Unerhörtes, etc.: Musikgeschichte schreiben
■ Ein Gespräch zwischen Ray Charles und Fats Domino, das während ihres gemeinsamen Berliner Konzerts in der Waldbühne leider nicht so stattfand
Ray Charles (62) kommt, geführt von seinem Bodyguard, hinter die Bühne der Waldbühne. Gerade hat er seinen Auftritt beendet. Backstage sitzt schon Antoine „Fats“ Domino (65) und wartet, um demnächst seine Show abzuliefern. Charles köpft erstmal ein Fläschchen Mineralwasser.
Domino: „Seit deiner Entziehungskur '64 trinkst du wohl gar nichts mehr.“
Charles: „Ich war heroinabhängig damals. Übrigens, wann hast du denn den Kaugummi- Entzug gemacht?“
Domino: „Gar nicht, ich spiel' immer noch Bubblegum, hörste doch.“
Charles: „Ja, ja ich kenn' das. Die Leute wollen halt immer das Gleiche hören. Ist aber immer noch besser als Butterfahrten machen.“
Domino: „Das da draußen ist fast wie Butterfahrt, Sonnenkappen von der Berliner Volksbank, Luftballons von Junkers, anderer Nippes von West, und was weiß ich, was da noch alles verteilt wird. Dann schon lieber richtig mit Wärmedeckenverkauf und so. In unserem Alter kann man sowas ja auch brauchen.“
Charles: „Wärmedecke? Ich brauch' keine Wärmedecke. Das Publikum vielleicht. Die schlafen gleich ein, wenn sie nicht schon tot sind.“
Domino: „War's so schlimm?“
Charles: „Schlimmer. Die Hälfte von denen ist so alt, daß sie meine erste Single von 1949 schon nur mehr aus reiner Nostalgie gekauft haben können. Und die andere Hälfte muß von den eigenen Eltern gezwungen worden sein, hierher mitzukommen.“
Domino: „Na ja, wir sind ja auch nicht mehr die Jüngsten.“
Charles: „Wir sind vielleicht nicht mehr die Jüngsten, aber wir haben Musikgeschichte geschrieben (sinniert kurz). Also ich jedenfalls.“
Domino (zieht die rechte Augenbraue hoch)
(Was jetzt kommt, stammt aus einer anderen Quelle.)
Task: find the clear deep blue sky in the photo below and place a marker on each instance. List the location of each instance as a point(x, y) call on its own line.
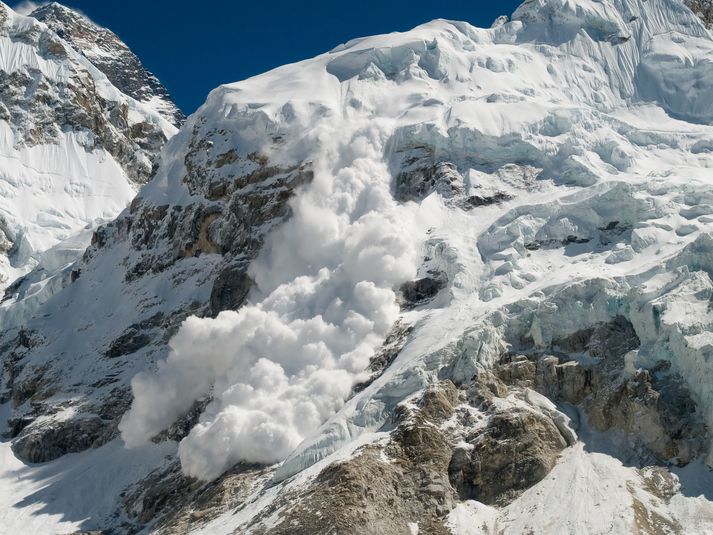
point(195, 46)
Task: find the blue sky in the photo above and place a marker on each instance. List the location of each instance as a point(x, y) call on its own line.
point(195, 46)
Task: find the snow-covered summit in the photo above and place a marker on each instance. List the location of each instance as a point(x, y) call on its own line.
point(419, 273)
point(110, 55)
point(73, 147)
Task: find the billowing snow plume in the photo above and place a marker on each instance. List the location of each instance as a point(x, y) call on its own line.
point(286, 362)
point(518, 130)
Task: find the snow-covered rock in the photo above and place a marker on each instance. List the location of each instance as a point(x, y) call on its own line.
point(111, 56)
point(73, 151)
point(550, 174)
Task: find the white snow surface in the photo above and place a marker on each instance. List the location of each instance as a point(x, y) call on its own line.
point(584, 112)
point(594, 117)
point(50, 191)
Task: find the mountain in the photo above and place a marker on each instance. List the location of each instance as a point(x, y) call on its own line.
point(73, 151)
point(451, 280)
point(111, 56)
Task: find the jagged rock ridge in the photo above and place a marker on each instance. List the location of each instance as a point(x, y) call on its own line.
point(111, 56)
point(530, 207)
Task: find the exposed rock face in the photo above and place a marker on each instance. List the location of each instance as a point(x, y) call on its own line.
point(204, 248)
point(653, 408)
point(517, 450)
point(437, 455)
point(40, 108)
point(111, 56)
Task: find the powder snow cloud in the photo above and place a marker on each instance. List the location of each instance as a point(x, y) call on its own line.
point(287, 361)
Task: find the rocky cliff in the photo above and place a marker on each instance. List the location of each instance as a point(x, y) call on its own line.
point(452, 280)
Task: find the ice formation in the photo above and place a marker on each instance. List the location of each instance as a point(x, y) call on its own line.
point(570, 130)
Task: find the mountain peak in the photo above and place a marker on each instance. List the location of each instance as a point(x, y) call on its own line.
point(111, 56)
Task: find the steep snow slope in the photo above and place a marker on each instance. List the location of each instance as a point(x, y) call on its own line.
point(494, 285)
point(73, 148)
point(111, 56)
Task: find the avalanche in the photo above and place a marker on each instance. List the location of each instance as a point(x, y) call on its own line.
point(414, 213)
point(592, 96)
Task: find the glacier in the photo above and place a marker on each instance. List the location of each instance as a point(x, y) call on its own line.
point(549, 175)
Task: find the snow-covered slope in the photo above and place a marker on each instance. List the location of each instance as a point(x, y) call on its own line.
point(111, 56)
point(452, 279)
point(73, 148)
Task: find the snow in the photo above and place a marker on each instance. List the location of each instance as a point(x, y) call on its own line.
point(592, 118)
point(53, 190)
point(78, 492)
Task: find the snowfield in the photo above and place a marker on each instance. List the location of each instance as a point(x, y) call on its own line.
point(553, 172)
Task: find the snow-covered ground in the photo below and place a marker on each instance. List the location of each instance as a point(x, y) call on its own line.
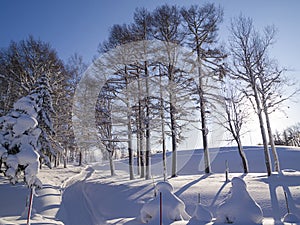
point(88, 195)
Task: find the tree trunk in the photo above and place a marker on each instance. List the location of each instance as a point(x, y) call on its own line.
point(147, 125)
point(242, 155)
point(271, 140)
point(80, 158)
point(111, 163)
point(262, 130)
point(173, 125)
point(162, 116)
point(204, 129)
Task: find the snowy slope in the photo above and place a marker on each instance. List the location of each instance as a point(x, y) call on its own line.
point(88, 195)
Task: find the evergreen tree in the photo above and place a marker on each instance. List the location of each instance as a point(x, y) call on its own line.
point(25, 135)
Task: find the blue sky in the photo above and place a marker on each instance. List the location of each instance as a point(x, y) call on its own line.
point(80, 25)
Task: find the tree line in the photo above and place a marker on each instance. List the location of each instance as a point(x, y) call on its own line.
point(147, 99)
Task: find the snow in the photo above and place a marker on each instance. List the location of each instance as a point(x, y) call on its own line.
point(239, 206)
point(89, 195)
point(201, 214)
point(173, 208)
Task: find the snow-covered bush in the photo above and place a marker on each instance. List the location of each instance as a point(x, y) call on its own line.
point(23, 134)
point(239, 207)
point(173, 208)
point(201, 214)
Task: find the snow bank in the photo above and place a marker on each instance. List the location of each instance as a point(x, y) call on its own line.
point(173, 208)
point(239, 207)
point(201, 214)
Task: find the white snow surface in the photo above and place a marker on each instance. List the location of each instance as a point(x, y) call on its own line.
point(90, 196)
point(239, 206)
point(172, 208)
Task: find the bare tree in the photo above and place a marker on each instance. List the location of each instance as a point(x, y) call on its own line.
point(248, 48)
point(201, 27)
point(236, 115)
point(166, 27)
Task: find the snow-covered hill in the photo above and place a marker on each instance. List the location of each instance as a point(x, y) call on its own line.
point(88, 195)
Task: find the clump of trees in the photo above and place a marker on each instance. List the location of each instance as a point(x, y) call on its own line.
point(162, 72)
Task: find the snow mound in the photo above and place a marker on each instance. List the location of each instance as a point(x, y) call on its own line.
point(290, 218)
point(239, 206)
point(201, 214)
point(173, 208)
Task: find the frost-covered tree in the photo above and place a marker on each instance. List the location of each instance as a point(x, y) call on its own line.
point(248, 47)
point(25, 135)
point(235, 117)
point(201, 25)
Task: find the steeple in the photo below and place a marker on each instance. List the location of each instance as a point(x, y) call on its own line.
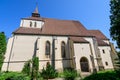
point(36, 13)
Charles (sinniert immer noch): „Doch, irgendwie schon.“
Domino: (inzwischen beide Augenbrauen oben): „Was für Musikgeschichte? Was war denn schon dabei, das bißchen Gospel in den Blues zu integrieren? Ein Klacks.“
Charles (keifend): „Erstmal selber machen.“
Domino (zurückkeifend): „Das hat meine Oma mütterlicherseits jeden Sonntag in der Kirche schon gebracht.“
Charles: „Hätte sie halt auf Platte pressen lassen müssen. In der Zeit haben sie doch sowieso alles veröffentlicht, was halbwegs gerade in die Tasten hauen konnte.“
Domino (möchte gern wütend aufspringen, kommt aber nicht so recht hoch): „Du mit deinem lächerlichen E-Klavier. Ich habe auf meinem Flügel immerhin den Boogie Woogie revolutioniert.“
Charles: „Der hatte es auch nötig.“
Domino: „Der Flügel? Ach, lassen wir das. Ich werd' dann mal rausgehen.“
Charles: „Ich würd da nicht mehr rauswollen. Die sitzen nur da, picknicken, kaufen sich Sitzkissen für zehn Mark und warten darauf, daß es endlich anfängt zu regnen, damit sie ihre Regenschirme für 15 Mark verwenden können.“
Domino (überlegen): „Du hast vielleicht Musikgeschichte geschrieben, aber ich bring' die zum Toben. Ich muß nur da rausgehen und ,I'm Walking‘ spielen.“
Charles (schelmisch): „Wie oft?“
Domino (stutzt): „Das wäre mal 'ne Idee. Einfach zwanzigmal ,I'm Walking‘, zusätzlicher Vertrag mit Aral, zur Abwechslung jedes fünfte Mal ,Ain't That a Shame‘ oder ,Blueberry Hill‘, die Leute sind zufrieden, den Unterschied merkt kaum einer, die Bläser müssen nicht so lange üben, alle sind glücklich.“
Charles: „Dann mach mal.“
Domino: „Vielleicht nächste Woche. Ich geh' dann mal.“
Charles: „Viel Glück. Bis nachher.“
Fats Domino geht, Ray Charles lauscht den ersten Klängen und hört das Publikum tosen. Schon als zweites Stück spielt Fats Domino „I'm Walking“.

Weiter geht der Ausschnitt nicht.